[Python-Dev] The first trustworthy <wink> GBayes results
Tim Peters
tim.one@comcast.net
Tue, 03 Sep 2002 15:08:57 -0400
[Charles Cazabon]
> I would love to see how the results would be affected by applying
> the scoring scheme to the entire content of the message, instead of
> just the 15 (or 16 in your case) most extreme samples.
Then it would be close to a classic Bayesian classifier, and like any such
would need entirely different scoring code to avoid catastrophic
floating-point errors (right now an intermediate result can't become smaller
than 0.01**16 = 1e-32, so fp troubles are impossible; raise the exponent to
a measly 200 and you're already out of the range of IEEE double precision;
classic classifiers word in logarithm space instead for this reason). You
can read lots of papers on how those do; all evidence suggests they do worse
than this scheme on the spam versus non-spam task.
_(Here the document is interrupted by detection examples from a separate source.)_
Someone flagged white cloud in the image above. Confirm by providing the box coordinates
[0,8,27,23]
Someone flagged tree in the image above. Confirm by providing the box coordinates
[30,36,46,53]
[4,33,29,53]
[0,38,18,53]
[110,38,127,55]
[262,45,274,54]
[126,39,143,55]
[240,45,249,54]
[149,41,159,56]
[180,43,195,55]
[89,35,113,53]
> By the way, you never said why you increased that number by one;
It's explained in the comment block preceding the MAX_DISCRIMINATORS
definition.
BTW, in an unreported experiment I boosted MAX_DISCRIMINATORS to 36. I
don't recall what happened now, but it was a disaster for at least one of
the error rates.
> did it make that much difference?
Not on average. It helped eliminate a narrow class of false positives,
where previously the first 15 extremes the classifier saw had 8 probs of .99
and 7 of .01. That works out to "spam". Making the # of classifiers even
instead allowed for graceful ties, which favor ham in this scheme. All
previous decisions "should be" revisited after each new change, though, and
in this particular case it could well be that stipping HTML tags out of
plain-text messages also addressed the same narrow issue but in a more
effective way (without some special gimmick, virtually every message
including so much as an example of HTML got scored as spam).